The "holy trinity" of Tank, Healer, and DPS is a very restrictive and rigid model that is unforgiving to those who wish to deviate from it. It may have been a necessary evil in the early days of MMOs, but in my opinion it has become stifling, and is more of a burden than it's worth. Most current MMO developers still rely on it like a crutch, for lack of imagination -- but it can directly contradict the introduction of new battle mechanics and creative reworkings of what traditional "classes" mean.
For example, cross-class skills in FFXIV have tremendous potential and are tons of fun to experiment with in the early game. Arcanist's "Physick" is a healing spell that is exactly as potent as the Conjurer's "Cure," and when you cross-train Protect and Raise as well, there's little reason they can't be a main healer.
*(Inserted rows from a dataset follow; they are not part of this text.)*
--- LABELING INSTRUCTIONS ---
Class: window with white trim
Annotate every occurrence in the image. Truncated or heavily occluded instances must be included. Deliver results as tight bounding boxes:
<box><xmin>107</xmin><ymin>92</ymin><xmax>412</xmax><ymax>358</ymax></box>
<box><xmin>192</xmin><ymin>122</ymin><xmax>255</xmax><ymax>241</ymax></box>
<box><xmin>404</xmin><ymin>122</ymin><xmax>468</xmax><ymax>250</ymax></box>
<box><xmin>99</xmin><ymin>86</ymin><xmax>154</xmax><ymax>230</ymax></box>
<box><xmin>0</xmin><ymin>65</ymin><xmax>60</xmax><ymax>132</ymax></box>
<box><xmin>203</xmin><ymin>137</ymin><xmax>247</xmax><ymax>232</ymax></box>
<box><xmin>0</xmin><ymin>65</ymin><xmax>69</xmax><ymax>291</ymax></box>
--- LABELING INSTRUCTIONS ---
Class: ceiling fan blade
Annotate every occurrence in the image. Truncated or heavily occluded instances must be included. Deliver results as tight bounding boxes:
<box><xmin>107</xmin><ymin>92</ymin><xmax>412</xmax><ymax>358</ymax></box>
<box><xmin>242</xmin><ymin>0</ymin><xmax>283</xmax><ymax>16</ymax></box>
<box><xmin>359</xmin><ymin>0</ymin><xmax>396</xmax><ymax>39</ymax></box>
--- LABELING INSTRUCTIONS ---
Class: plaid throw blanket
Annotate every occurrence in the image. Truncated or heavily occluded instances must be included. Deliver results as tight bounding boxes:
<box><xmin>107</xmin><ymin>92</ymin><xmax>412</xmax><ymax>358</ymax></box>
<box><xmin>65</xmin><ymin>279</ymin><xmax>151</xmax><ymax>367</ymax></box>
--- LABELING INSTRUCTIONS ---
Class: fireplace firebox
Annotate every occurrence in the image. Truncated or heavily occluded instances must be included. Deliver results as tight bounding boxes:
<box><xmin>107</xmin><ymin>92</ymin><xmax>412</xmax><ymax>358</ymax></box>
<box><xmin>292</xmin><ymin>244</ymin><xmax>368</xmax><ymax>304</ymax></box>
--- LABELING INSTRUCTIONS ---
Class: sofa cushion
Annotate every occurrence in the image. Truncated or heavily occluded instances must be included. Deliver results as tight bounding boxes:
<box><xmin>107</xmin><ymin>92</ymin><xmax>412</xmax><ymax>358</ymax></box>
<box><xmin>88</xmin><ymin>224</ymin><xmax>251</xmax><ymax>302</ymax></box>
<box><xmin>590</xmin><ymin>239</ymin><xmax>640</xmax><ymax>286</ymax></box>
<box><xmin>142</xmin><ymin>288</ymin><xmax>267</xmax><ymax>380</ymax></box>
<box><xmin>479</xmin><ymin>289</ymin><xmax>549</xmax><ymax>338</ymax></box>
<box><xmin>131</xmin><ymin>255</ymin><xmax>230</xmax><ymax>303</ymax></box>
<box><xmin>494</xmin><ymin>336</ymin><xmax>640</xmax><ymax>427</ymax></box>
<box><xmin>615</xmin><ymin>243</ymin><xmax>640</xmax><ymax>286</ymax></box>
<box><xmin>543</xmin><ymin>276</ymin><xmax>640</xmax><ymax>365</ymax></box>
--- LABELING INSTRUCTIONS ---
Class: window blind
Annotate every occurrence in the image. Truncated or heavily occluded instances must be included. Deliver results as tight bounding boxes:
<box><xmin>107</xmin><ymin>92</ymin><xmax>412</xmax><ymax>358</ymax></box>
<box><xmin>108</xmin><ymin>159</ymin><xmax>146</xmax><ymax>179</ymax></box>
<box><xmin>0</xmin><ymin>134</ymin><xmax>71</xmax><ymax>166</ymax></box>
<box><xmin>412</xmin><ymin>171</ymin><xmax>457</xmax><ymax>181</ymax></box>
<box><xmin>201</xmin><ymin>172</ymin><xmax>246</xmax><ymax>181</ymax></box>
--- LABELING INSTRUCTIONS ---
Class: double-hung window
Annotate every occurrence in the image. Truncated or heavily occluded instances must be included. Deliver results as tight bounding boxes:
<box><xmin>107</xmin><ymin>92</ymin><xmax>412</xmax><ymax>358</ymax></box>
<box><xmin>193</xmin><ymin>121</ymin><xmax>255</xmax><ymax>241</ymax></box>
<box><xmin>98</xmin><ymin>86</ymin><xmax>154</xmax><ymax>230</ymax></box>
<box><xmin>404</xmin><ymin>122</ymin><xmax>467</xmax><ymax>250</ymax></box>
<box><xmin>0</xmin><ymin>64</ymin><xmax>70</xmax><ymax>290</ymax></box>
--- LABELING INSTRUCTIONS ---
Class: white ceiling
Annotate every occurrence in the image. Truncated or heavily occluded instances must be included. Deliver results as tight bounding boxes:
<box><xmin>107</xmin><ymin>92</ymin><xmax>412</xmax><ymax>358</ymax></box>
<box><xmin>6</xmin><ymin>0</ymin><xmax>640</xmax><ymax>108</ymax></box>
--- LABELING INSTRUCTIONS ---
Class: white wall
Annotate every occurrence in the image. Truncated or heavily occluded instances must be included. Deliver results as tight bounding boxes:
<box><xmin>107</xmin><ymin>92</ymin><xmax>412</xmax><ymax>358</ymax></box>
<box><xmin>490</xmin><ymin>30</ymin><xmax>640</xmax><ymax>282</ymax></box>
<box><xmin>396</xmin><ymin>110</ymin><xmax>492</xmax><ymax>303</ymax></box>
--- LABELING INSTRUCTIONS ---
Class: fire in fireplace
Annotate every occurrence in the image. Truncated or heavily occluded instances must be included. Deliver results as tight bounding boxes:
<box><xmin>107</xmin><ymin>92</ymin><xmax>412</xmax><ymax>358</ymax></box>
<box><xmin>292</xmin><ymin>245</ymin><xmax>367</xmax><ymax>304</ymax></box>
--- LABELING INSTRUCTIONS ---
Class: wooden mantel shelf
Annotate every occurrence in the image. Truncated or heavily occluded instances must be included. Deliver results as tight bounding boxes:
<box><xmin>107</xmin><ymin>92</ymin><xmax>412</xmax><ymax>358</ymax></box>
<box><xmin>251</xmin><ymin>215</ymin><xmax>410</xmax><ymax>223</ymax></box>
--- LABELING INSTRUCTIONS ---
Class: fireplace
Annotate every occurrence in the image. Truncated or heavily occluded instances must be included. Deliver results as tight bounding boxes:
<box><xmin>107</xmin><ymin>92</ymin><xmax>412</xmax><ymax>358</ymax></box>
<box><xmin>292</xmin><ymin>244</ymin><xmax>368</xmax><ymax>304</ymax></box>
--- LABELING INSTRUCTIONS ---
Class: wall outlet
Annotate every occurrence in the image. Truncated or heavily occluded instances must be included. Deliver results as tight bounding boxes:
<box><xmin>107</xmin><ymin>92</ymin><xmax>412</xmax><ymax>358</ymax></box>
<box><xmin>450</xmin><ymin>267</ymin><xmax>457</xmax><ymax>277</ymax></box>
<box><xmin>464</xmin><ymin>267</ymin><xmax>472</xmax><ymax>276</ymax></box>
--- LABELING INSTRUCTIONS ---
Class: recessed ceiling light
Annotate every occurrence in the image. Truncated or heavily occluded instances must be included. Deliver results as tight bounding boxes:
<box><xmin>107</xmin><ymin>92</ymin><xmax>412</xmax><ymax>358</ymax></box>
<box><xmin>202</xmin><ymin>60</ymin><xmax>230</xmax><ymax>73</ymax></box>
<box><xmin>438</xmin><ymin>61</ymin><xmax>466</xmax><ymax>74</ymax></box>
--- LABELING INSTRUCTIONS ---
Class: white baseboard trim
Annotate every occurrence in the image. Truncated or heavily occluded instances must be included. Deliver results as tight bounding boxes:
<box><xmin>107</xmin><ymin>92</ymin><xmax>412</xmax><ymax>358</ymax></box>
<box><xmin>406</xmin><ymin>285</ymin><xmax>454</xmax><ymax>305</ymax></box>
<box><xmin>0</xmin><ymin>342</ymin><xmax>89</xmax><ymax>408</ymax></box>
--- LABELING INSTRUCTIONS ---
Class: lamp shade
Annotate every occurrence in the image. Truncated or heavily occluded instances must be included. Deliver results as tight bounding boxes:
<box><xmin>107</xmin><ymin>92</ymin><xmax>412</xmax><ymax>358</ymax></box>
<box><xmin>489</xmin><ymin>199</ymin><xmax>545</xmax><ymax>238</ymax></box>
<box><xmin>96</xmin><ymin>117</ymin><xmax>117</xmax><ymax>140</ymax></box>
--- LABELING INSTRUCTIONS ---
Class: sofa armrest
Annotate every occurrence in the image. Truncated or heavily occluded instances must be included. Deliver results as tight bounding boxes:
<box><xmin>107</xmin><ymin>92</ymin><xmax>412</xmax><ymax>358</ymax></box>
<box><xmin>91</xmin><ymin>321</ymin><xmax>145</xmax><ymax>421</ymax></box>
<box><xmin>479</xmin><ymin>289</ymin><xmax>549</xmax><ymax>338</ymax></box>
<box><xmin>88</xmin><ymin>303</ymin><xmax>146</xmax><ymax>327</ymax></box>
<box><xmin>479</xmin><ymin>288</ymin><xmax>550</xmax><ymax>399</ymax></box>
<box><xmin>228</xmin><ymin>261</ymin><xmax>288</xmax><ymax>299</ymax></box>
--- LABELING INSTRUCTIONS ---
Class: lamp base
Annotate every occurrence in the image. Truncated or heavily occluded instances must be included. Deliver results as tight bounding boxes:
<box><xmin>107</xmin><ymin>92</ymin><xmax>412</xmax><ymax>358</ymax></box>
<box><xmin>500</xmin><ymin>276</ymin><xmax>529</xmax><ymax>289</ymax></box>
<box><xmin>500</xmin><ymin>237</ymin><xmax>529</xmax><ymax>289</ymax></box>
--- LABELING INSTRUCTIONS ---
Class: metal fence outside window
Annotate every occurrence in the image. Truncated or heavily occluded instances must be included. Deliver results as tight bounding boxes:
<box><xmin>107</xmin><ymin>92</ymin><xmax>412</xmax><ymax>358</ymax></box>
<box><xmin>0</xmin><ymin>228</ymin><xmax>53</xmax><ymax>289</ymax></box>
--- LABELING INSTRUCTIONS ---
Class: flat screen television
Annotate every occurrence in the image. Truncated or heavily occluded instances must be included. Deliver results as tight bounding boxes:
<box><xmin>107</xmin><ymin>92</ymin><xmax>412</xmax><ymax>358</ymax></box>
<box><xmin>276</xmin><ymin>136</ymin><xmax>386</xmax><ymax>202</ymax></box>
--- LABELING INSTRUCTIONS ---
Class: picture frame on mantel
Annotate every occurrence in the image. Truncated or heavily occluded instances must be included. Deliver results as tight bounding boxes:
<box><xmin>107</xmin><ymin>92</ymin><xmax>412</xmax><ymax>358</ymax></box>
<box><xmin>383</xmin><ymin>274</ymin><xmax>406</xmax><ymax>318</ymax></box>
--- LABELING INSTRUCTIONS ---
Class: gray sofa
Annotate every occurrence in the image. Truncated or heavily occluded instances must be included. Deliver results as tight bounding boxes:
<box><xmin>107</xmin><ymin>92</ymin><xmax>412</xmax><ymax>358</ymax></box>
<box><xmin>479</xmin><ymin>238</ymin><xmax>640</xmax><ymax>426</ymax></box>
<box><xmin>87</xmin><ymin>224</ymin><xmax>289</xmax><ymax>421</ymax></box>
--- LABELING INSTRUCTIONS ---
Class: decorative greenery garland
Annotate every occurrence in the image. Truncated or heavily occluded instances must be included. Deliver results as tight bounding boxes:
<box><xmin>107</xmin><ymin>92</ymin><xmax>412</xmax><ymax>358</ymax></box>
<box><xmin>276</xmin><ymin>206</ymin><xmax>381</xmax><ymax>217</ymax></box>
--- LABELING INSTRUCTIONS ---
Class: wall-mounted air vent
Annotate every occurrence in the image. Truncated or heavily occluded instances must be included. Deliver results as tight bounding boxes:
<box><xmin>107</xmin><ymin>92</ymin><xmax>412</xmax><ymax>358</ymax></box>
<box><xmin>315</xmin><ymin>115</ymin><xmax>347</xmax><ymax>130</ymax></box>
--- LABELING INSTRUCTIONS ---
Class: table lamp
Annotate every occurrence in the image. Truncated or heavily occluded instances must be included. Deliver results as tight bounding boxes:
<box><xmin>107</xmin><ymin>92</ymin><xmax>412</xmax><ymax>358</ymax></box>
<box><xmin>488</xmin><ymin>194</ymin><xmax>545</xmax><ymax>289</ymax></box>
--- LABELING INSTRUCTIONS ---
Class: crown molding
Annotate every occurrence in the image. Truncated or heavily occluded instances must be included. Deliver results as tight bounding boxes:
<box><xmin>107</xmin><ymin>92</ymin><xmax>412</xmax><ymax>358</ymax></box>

Once Topaz Carbuncle becomes available, they can tank as well. It's a lot like the skill systems people enjoyed in such games as FFV and FF Tactics, where you can borrow heavily from multiple classes you've trained in, and experiment to create your own effective class combinations.
But because such possibilities clash with the role-based structure that Duty Finder depends on, these features get phased out quickly. Once Jobs become available, you can pretty much kiss cross-class skills goodbye entirely, for all intents and purposes. I consider it an awkward and "un-FF" direction to take the Job system.
As a Summoner, I have like 6 skills I can use from other classes. Half of them are from Thaumaturge, which I need to level to become a SMN in the first place. The other 3 are (quite arbitrarily) from Archer, and one of them is an ability that increases dexterity and physical accuracy for some reason. It's absurd. Why not let me take something I want, rather than make up some rule that "Summoners get Archer skills, and that's that"?
For the sake of argument, Cecil deals insane damage as a paladin in FFIV, and the usefulness of his Cover ability is limited at best (I don't think I ever used it). I believe paladins in Final Fantasy Tactics Advance are quite strong attackers as well. Besides that, most main-series FFs don't even have true "paladins," and most single-player JRPGs have no concept of "aggro" whatsoever, and thus no concept of actively "tanking."